Bataireacht: The ancient Irish martial art making a comeback

Bataireacht: The ancient Irish martial art making a comeback

While bataireacht is a relatively safe activity when practised in gyms under the supervision of experts, in the 1700s and 1800s it was wild and deadly. Back then, this martial art was central to a lethal form of mayhem called faction fighting, said John W Hurley, author of the book Shillelagh: The Irish Fighting Stick.

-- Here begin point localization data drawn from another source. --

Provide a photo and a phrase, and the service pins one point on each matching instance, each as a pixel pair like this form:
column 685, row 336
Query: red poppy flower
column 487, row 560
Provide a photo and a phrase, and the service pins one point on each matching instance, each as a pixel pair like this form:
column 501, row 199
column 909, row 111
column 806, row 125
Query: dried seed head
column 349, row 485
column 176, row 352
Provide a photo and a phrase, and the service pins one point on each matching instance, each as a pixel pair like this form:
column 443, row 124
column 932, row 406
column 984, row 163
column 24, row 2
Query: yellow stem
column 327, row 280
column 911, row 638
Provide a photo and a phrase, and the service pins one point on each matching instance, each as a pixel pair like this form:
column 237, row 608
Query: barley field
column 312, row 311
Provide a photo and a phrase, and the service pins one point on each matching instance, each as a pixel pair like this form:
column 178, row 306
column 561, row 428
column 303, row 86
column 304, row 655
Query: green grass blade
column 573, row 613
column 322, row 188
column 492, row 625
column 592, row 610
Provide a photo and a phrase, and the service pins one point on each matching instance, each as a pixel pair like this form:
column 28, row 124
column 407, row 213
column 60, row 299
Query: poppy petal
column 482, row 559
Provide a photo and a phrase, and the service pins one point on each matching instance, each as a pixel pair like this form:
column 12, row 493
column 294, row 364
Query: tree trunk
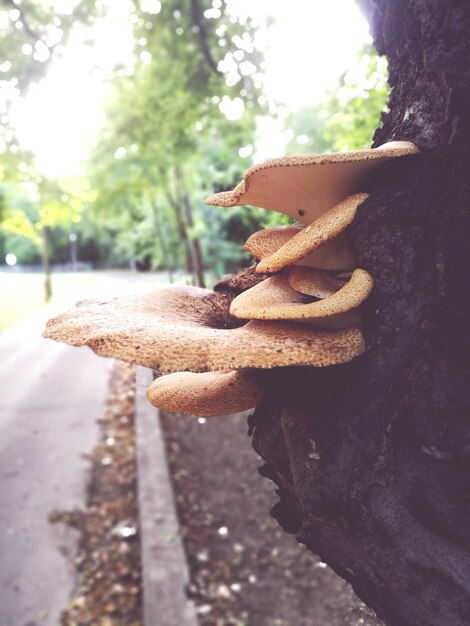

These massive organised brawls between rival factions bound by blood, parish or geography could involve hundreds, even thousands of Irish men. During these illegal melees, held at festivals and funerals, men hurled rocks, fired guns and swung shillelagh. “The spirit of ‘Shillelagh Law’ was to always be willing to go out and fight, and die if necessary, to maintain your personal or family or faction reputation,” Hurley said.

Ironically, this blood-soaked bedlam often was recreational, according to Carolyn Conley, professor emerita of history at the University of Alabama and an expert on Ireland’s crime in the 1800s, with arranged melees filling a void in entertainment options in rural Ireland. In fact, between 1866 and 1892, more than 40% of murders in Ireland were linked to recreational brawls. “My research indicates [arranged violence] was not only common but often viewed with approval by judges and landowners, some of whom participated,” she said.

One County Kerry brawl in 1834 saw 35 people killed. A plaque marks that site in the serene seaside town of Ballyheigue, which, thanks to its pristine, 2km-long beach, is now a popular stop on the Wild Atlantic Way, a 2,600km driving route along Ireland’s west coast.